As the Productivity Commission pointed out more than a decade ago, the heavy lifting should be done by those who bear the least cost. In Australia, it makes no sense for Queensland and Tasmania, for example, to have the same emissions reduction targets. The Queensland contribution could be in more efficient coal-fired generation or, dare we mention it — fourth-generation nuclear power.

Forcing Queensland onto renewables too quickly will put at risk what remains of its export-oriented heavy industry. The net result will be an economy even more dependent on China for manufactured goods at the very time we are trying to reduce sovereign risk.

How did we get into this pickle?

First came the language. Renewables are not completely renewable. All components of renewables — solar panels, wind turbines and batteries — are made from physically limited resources, more limited than coal, gas and oil which, for all practical purposes, are unlimited.

Then came the magic of industry subsidies. The assertion that renewables are the cheapest form of energy  is not true when subsidies and regulations dramatically tilt the playing field. Coal, gas and oil are not subsidised and, in fact, are penalised via higher capital costs to account for regulatory risk.

Next came the economic fallacy about jobs. Switching to renewables cannot possibly permanently lower Australia’s current 3.5 per cent unemployment rate. In the long run, trying to switch to renewables too quickly will simply raise costs and lower incomes.

Then followed the silence on the technical infeasibility. The Australian Electricity Market Operator says it is “working with industry to engineer a power system capable of running at 100 per cent instantaneous penetration of renewable energy”. Let us translate bureaucracy speak: ‘we don’t know how to do this’.

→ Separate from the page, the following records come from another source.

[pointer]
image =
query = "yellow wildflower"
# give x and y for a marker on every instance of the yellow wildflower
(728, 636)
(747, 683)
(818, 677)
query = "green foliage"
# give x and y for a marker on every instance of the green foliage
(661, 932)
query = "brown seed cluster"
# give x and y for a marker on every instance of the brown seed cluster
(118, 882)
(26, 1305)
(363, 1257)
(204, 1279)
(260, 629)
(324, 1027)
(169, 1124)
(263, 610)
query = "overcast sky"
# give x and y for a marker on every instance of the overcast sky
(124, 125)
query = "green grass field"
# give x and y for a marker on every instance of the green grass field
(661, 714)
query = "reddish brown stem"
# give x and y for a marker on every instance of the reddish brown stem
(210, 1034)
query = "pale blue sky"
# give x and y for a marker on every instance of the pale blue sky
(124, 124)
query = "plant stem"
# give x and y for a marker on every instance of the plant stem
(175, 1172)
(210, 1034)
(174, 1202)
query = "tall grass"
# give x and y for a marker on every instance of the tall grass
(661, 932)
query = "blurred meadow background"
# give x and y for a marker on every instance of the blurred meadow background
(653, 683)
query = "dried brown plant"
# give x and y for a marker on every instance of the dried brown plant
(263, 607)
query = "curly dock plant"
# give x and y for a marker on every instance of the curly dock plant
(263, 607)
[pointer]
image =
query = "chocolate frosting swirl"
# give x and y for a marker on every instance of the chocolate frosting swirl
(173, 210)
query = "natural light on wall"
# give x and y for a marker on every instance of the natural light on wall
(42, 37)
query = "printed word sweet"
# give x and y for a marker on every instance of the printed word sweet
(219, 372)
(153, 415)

Next came the fantasy that locals will cop this ‘once in a century transformation’. The land marked out for renewable solar and wind projects is frightening in scale. Watch the locals kick up a not-in-my-back-yard stink. Wonder where the Lock-the-Gate mob will be?

Then there were the nation-building dreams, which turned into skills shortages and cost blowouts. The nation-building mindset gave us the NBN and Snowy Mountains 2.0, and every other hare-brained nation building project that takes no account of the skills required.

The politics of the renewables transition this decade will be fascinating. What will happen if one or both of the two 2030 targets are not reached? Will a future Queensland government double down in 2030 determined to reach its target by the Olympic opening ceremony in 2032? Real economic harm could come to the Queensland people, especially in the farming and mining communities across regional Queensland.

Now that most of big business and the universities have rolled over, is there an opposition left in the country prepared to question the costs and benefits of our latest national project?

Dr Gary Johns is an adjunct fellow at the Centre for Independent Studies. Co-author Joe Branigan is an economic consultant.